I learned about Home Assistant in a roundabout way, but once I started looking at it, I saw an interesting new tool I want to add to my toolbox. It started off on my good side with description on the project's home page: "Open source home automation that puts local control and privacy first." I like everything about that sentence and the tone it sets for the project.

I was once very interested in the promises of having a "smart home" and I was one of the early adopters of a Nest thermostat. (Before they were acquired by Google.) However, several years of Nest thermostat ownership also soured me on the concept of home automation via cloud services. Every once in a while, a server I never knew existed goes down and I get an error message on my Nest. To Nest's credit, when their backend goes offline the thermostat continues running the last program it remembers. So it would never be worse than a "dumb" thermostat. Unfortunately not all "smart home" devices has such a graceful failure mode. For example whenever AWS us-east-1 suffers an outage, I would read about people not being able to get into their house because their Alexa-enabled smart lock wouldn't unlock. If my smart home fails, I want it to be my own fault.

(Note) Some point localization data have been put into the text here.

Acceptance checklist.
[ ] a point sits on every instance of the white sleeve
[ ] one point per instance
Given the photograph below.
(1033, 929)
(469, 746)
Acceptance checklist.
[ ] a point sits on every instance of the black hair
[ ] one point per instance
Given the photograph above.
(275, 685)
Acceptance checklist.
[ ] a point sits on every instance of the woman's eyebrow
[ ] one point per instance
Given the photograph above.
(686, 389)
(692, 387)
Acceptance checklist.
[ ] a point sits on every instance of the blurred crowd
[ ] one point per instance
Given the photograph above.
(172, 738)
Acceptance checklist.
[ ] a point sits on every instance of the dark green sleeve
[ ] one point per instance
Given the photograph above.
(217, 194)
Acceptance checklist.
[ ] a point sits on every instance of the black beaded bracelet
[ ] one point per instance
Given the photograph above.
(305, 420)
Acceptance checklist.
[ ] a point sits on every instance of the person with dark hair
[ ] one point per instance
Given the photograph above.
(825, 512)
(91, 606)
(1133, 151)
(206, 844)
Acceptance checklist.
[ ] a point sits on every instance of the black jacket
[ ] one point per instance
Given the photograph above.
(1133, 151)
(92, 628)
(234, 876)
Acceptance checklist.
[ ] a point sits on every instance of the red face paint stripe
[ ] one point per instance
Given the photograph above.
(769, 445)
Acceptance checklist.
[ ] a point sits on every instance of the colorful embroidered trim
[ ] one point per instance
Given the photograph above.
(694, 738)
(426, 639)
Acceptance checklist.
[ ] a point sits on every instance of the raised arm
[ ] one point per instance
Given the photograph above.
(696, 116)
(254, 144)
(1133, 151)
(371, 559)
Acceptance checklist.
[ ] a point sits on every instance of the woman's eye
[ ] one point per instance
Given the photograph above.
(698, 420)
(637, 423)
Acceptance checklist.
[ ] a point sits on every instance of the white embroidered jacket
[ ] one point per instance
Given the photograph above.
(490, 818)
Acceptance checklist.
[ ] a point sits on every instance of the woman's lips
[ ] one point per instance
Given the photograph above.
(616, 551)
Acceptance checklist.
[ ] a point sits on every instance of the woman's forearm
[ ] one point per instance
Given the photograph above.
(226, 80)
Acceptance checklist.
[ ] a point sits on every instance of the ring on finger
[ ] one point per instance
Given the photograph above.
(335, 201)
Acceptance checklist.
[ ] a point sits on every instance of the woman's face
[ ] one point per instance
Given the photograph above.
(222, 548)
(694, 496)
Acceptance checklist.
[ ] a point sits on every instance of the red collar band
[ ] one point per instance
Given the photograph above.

With an aversion to this class of failure, I have not bought any more Nest devices and became cool to the whole smart home concept. But maybe that will change if I could have local control and execution, and that is something Home Assistant offers. This also means any data is stored on my home server instead on somebody else's AWS/Azure/GCP instance. It is popular for people to run on a Raspberry Pi dedicated to the purpose, but I could also run it in a Docker container on my home server as I've been doing for many other software pieces in this project.

While I intend to start playing with Home Assistant with DIY nodes built from ESP8266/ESP32, it offers integration with many home automation systems beyond those running ESPHome. It can even integrate with Google Nest, Amazon Alexa, and the like. But there's a catch: to integrate with cloud-based services I would then have to either (1) open my instance of Home Assistant to the internet, or (2) use Nabu Casa's cloud-hosted Home Assistant service.

In the near term that would not be a problem because I'm going to leave my Nest as-is. Until I'm more comfortable with the system, I'm not going to let Home Assistant control anything with drastic failure modes like locking me out of my house. I'm going to start simple and keep stakes low.